Posted: 3:51 pm Tuesday, May 10th, 2016
By Jamie Dupree
With Republicans still getting used to the idea that Donald Trump is on his way to being the Republican Party nominee for President, GOP Senators for and against Trump said on Tuesday that the party’s standard bearer must do more to reach out to Republicans on Capitol Hill and provide more detail on his policy plans and goals.
“Start communicating with the House and the Senate,” was the advice offered by Sen. Jim Inhofe (R-OK), who says he’s ready to work with Trump, but wants to see more meat on the bones of the Trump agenda.
Inhofe – who says he’s fully on board with Trump – said foreign policy was one example of where Trump needs to step up with specifics.
“He’s said a lot of things,” Inhofe told reporters, arguing that Trump has been in a ‘campaign’ phase.
“His foreign policy positions are way out of the mainstream,” complained Sen. Lindsey Graham (R-SC), who also said he would like to see more cooperation between Trump and Republicans.
But other GOP Senators urged lawmakers and voters who don’t support Trump to calm down.
“I think a better place to be is to chill,” said Sen. Bob Corker (R-TN) to a pack of reporters. “Let the campaign evolve a little bit and see where the candidate ends up.”
— Jonathan Martin (@jmartNYT) May 10, 2016
Corker – who chairs the Senate Foreign Relations Committee – told reporters that he had spoken several times with the Trump campaign, then waved off talk that he was being vetted as Trump’s running mate.
“I have no reason to believe that I’m being considered as Vice President,” Corker said.
In terms of big name endorsements for Trump, two of his former rivals were not giving any signs that they were about to join the Trump Train.
“I don’t view myself as a guy who is going to sit here for the next six months taking shots at him,” said Sen. Marco Rubio (R-FL).
“People know where I stand, they know what our differences are,” Rubio added at a foreign policy seminar at the Hudson Institute.
Also not endorsing was Sen. Ted Cruz (R-TX), who told talk show host Glenn Beck that he was not ready to endorse, as he also downplayed any talk of a third party bid against Trump.
Ted Cruz just about to fly back to DC for Senate return, not endorsing Trump, says third party bid not likely
— Jamie Dupree (@jamiedupree) May 10, 2016
Cruz made his comments as he prepared to fly back to Washington and resume his work full time in the Senate, a week after he dropped out of the race.
In the hallways, it wasn’t hard to figure out which member of Congress was a Democrat, and which was a Republican.
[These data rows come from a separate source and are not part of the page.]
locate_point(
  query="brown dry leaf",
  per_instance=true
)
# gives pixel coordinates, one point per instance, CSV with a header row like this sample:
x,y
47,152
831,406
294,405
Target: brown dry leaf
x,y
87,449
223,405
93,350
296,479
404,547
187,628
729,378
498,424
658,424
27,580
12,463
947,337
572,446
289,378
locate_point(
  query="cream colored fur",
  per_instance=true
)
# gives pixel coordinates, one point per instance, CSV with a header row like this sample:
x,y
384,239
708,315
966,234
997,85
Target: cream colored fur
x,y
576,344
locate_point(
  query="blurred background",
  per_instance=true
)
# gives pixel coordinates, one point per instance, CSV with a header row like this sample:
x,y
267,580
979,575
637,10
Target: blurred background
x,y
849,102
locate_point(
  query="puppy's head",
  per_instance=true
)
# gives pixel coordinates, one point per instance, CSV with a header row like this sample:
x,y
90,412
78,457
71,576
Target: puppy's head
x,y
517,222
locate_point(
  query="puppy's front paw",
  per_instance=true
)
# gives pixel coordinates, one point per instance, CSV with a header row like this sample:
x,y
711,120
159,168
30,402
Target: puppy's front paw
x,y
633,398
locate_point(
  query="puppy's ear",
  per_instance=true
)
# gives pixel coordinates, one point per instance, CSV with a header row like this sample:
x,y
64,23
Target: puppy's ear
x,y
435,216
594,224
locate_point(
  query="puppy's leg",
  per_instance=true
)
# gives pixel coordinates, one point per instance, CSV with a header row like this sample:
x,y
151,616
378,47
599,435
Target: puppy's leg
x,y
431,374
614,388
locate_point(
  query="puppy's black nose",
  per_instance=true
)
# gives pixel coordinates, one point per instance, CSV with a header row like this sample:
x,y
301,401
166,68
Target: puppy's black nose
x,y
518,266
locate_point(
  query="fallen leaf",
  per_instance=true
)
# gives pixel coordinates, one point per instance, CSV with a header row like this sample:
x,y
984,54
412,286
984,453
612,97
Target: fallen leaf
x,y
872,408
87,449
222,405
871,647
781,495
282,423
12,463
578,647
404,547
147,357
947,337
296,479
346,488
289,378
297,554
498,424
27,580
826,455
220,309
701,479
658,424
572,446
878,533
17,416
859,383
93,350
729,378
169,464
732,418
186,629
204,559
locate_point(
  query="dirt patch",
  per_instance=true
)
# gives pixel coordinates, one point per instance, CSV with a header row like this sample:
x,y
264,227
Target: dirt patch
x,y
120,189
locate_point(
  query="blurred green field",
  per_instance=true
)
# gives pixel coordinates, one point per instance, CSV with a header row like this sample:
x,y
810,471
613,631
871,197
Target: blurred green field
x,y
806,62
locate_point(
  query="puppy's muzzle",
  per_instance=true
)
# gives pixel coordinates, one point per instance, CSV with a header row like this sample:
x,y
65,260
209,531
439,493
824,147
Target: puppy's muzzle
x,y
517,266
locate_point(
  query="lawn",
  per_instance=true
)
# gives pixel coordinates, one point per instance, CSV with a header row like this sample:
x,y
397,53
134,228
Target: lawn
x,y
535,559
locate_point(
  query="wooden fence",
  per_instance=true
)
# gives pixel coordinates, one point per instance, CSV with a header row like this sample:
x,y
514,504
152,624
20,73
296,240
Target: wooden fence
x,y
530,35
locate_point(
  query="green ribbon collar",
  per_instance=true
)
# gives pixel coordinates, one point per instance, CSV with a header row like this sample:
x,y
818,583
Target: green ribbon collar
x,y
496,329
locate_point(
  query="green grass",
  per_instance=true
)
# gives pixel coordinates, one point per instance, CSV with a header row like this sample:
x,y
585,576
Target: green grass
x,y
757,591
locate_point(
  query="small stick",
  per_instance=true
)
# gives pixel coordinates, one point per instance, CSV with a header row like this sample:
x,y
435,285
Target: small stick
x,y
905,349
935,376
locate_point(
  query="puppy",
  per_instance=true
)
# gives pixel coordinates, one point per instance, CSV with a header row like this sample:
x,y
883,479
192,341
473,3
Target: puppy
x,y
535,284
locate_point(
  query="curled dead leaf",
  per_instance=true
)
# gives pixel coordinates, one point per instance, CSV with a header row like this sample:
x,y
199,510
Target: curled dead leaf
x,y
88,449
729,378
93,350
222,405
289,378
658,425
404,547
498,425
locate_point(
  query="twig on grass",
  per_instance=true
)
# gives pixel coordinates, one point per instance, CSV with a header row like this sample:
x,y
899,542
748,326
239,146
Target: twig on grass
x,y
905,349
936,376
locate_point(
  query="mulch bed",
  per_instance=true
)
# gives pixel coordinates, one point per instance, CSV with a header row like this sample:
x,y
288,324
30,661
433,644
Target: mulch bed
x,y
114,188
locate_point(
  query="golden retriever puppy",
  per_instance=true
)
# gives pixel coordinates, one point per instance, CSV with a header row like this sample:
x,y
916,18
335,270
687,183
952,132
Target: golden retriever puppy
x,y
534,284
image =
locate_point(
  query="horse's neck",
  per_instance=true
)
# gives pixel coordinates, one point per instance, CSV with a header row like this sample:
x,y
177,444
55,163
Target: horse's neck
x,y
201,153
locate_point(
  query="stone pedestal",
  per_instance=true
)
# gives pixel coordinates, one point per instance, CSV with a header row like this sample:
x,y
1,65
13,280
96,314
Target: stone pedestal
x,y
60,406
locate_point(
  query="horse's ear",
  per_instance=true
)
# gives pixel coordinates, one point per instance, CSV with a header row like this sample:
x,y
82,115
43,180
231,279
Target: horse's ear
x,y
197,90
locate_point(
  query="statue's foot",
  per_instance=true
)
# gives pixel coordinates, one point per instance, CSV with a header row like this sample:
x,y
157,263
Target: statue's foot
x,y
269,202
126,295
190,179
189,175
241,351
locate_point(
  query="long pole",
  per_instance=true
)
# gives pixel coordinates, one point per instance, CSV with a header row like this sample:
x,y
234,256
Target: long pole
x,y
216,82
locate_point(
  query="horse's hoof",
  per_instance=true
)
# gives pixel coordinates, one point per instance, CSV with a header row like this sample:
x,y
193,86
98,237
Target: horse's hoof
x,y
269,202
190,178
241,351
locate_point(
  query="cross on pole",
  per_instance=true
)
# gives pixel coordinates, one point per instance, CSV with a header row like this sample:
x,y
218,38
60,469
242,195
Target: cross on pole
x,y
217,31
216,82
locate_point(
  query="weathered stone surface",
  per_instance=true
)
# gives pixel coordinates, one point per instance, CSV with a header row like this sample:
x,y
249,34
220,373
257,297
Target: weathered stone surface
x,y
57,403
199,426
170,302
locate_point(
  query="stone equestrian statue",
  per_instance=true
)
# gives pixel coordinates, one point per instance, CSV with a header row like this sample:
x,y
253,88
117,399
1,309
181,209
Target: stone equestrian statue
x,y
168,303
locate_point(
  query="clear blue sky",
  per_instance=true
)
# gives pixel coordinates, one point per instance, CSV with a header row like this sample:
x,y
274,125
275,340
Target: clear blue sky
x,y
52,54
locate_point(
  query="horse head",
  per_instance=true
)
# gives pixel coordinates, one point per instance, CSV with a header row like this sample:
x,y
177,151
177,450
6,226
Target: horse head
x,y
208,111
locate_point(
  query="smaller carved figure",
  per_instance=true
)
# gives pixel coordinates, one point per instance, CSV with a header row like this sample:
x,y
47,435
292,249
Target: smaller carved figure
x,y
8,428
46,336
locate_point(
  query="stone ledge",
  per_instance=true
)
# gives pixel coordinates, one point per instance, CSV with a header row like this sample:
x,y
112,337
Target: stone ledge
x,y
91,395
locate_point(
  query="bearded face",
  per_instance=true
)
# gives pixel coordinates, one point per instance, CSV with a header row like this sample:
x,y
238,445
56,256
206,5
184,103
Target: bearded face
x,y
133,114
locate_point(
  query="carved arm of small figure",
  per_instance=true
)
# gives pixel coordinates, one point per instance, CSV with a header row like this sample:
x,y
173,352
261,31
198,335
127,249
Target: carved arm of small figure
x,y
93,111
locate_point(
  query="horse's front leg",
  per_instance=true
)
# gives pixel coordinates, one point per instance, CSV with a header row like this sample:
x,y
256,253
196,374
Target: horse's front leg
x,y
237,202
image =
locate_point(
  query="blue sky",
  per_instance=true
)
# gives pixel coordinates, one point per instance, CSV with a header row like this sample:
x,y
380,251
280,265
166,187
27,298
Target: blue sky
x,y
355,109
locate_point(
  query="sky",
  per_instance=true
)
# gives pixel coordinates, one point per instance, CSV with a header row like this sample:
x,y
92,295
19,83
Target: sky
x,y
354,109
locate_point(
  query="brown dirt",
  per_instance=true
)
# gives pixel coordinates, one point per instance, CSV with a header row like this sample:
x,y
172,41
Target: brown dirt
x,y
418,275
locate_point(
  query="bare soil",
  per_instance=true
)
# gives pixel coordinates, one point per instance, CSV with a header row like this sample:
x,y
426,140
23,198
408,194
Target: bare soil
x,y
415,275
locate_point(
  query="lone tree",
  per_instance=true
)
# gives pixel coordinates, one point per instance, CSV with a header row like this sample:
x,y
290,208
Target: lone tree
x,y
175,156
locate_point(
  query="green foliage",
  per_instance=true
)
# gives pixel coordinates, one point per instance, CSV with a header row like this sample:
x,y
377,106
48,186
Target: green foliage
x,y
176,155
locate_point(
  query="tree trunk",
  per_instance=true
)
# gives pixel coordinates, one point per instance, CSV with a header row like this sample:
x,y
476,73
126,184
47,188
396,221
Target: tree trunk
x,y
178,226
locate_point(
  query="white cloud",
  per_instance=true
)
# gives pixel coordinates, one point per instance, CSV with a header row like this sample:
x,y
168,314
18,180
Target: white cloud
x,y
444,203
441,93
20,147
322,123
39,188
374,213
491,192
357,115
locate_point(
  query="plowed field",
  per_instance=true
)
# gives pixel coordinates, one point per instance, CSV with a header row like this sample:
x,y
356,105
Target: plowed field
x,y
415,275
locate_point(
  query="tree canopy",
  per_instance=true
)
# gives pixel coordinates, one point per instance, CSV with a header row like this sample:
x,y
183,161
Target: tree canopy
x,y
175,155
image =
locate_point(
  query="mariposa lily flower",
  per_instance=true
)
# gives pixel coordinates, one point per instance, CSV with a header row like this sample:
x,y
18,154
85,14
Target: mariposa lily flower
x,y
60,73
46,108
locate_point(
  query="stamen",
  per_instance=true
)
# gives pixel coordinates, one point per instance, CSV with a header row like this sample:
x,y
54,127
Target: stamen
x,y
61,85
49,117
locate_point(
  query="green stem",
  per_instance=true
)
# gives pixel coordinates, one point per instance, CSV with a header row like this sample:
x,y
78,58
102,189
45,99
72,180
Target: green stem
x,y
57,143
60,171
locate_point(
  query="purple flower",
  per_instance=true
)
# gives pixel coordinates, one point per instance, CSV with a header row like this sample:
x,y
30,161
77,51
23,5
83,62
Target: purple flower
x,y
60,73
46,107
The Republicans were the ones with all sorts of reporters following them, like Sen. Charles Grassley (R-IA).
Not all GOP lawmakers were being overly chatty about Trump, as some were still reluctant to talk in public about their party’s nominee – as some were seen rushing by reporters, their eyes fixed in a “I’m-not-talking-to-any-of-you-so-don’t-even-try-to-ask-me-anything” type of look.
The feeling among fellow reporters was that was not going to be a strategy that would work in the long term.
PSA: Not taking Trump questions is not a sustainable position for congressional Republicans
— Burgess Everett (@burgessev) May 10, 2016
“I’ll support the Republican ticket,” Sen. Johnny Isakson (R-GA) said several times as he walked to the weekly GOP lunch for Senators, surrounded by reporters.
With a smile, Isakson made clear – with a bit of humor – that he was already tiring of the repeated questions about Trump.
“I need laryngitis as quick as I can get it,” Isakson said, reducing reporters to laughter.